L’attuale modello agricolo, imperniato sull’agricoltura convenzionale, è ormai superato. Le moderne tecniche di coltivazione permettono di raggiungere ottime rese e una qualità superiore senza l’uso di pesticidi e fertilizzanti sintetici.

L’interesse dei consumatori per i prodotti biologici é in netta crescita. In consumi bio hanno registrato il segno + negli ultimi 7 anni, mentre nello stesso periodo in Italia i consumi alimentari sono calati a picco.

L´Italia è prima in Europa per numero di aziende e superfici dedicate al Bio, sesta al mondo in termini di fatturato. Nel nostro Paese il settore bio vale 3,1 miliardi di euro. Non certo cifre di poco conto. Nonostante questo, l’industria non è incoraggiata a investire nel biologico, perché questo rappresenta solo il 10% della superficie agricola nazionale.

Biologico

Il mondo accademico e la formazione dei tecnici sono tutti rivolti a sostenere l’agricoltura convenzionale ed é qui che va fatto il più grande salto di paradigma. In Italia quante sono le facoltà che preparano tecnici per il biologico? Quanti i corsi universitari dedicati?

Il sistema produttivo va riformulato, tenendo bene a mente che il processo inizia con l’agricoltore e termina con il consumatore, che del sistema è parte integrante e non un pollo da spennare.

Un euro investito nel Bio vale di più. Molto di più. Perché investire nei prodotti biologici significa investire sulla salute della terra che abitiamo e troppo spesso maltrattiamo. Significa investire sulla nostra salute. Sulla salute degli animali.

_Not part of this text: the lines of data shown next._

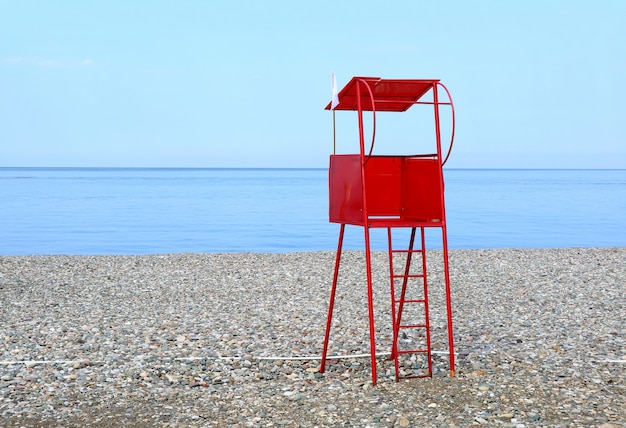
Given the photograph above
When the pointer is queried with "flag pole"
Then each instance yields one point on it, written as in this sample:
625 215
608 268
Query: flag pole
334 102
334 135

Ora il nuovo regolamento europeo sul biologico é stato messo in stand-by per sei mesi dalla Commissione Europea di Juncker (qui trovate l’articolo) anche per colpa del Governo italiano che non é riuscito a trovare l’accordo in Consiglio Europeo, nonostante il semestre di presidenza. Ora toccherá alla presidenza lettone fare uscire il biologico dal guado in cui il Governo Renzi l´ha ficcato.

La riforma del biologico

Quando verrá sbloccata, la riforma del biologico dovrá avere, a mio parere, alcuni punti fermi.

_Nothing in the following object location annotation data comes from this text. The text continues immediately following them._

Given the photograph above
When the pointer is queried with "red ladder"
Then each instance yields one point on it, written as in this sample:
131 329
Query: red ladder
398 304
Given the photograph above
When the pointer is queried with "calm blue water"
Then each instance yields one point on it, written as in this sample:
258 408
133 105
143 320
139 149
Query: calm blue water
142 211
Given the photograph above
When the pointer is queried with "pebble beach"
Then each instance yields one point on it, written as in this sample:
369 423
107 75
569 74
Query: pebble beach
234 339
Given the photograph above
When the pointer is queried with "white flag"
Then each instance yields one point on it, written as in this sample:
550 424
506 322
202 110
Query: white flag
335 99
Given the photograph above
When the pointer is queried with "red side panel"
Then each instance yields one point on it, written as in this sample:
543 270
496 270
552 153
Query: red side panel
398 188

  • L’Europa dove fornire linee guida chiare agli organismi deputati al controllo nei singoli Paesi dell’Unione. Troppi paletti, come nella proposta iniziale della Commissione Europea, rischiano di frenare la crescita del settore, piuttosto che favorirla (come ho sostenuto anche nel mio intervento in aula). Per questo è necessario che la semplificazione salvaguardi la sostanza dei controlli. Insomma, meno carta e più ispezioni sul campo. Quello vero, fatto di terra. Possono andar bene soluzioni come la certificazione collettiva per le aziende che commercializzano in forma associata, ma è necessario programmare controlli a campione con soglie percentuali obbligatorie da rispettare, che non risultino troppo basse. Questi controlli dovrebbero avere una cadenza periodica, meglio se annuale.
  • Dalla normativa europea sul biologico occorre eliminare gli ostacoli che limitano lo sviluppo del settore: semplificare la burocrazia e i meccanismi di certificazione, aprire il mercato anche ai piccoli produttori, rafforzare i controlli; creare una concorrenza più leale all’interno e all’esterno dell’Europa. Solo in questo modo possiamo garantire sul serio agricoltori e consumatori.

biologico

Il Biologico in cifre

Le cifre elaborate dalla Sinab (Sistema d’Informazione Nazionale sull’Agricoltura Biologica e da Ismea) e diffuse da Anabio raccontano un settore in crescita. Nei primi 5 mesi del 2014 i consumi nel mercato italiano del biologico sono cresciuti del 17,3% rispetto allo stesso periodo dell’anno precedente. Si tratta dell’aumento di consumi nel comparto più elevato dal 2002. Gli operatori del settore biologico sono oltre 52mila con un aumento complessivo del 5,4% rispetto al 2012. Anche la superficie coltivata con metodi bio è in aumento del 12,8% rispetto al 2012.

Secondo l’analisi di Anabio-Cia, dal 2007 in poi l’offerta di prodotti biologici si è progressivamente avvicinata alla domanda, facendosi più accessibile nella distribuzione, nei prezzi, nella gamma di offerta. Negli ultimi due anni i listini al dettaglio dei prodotti ‘bio’ sono rimasti stabili (+0,3 per cento) e questo ha contribuito a far crescere la domanda.

In più, il biologico ha caratteristiche fortemente innovative, soprattutto se messe a confronto con la situazione generale dell’agricoltura: un’alta percentuale di donne imprenditrici (25 per cento), di giovani (il 50 per cento ha meno di 50 anni), di imprenditori agricoli aventi un livello di istruzione elevato (il 50 per cento dei produttori biologici ha il diploma, il 17 per cento la laurea).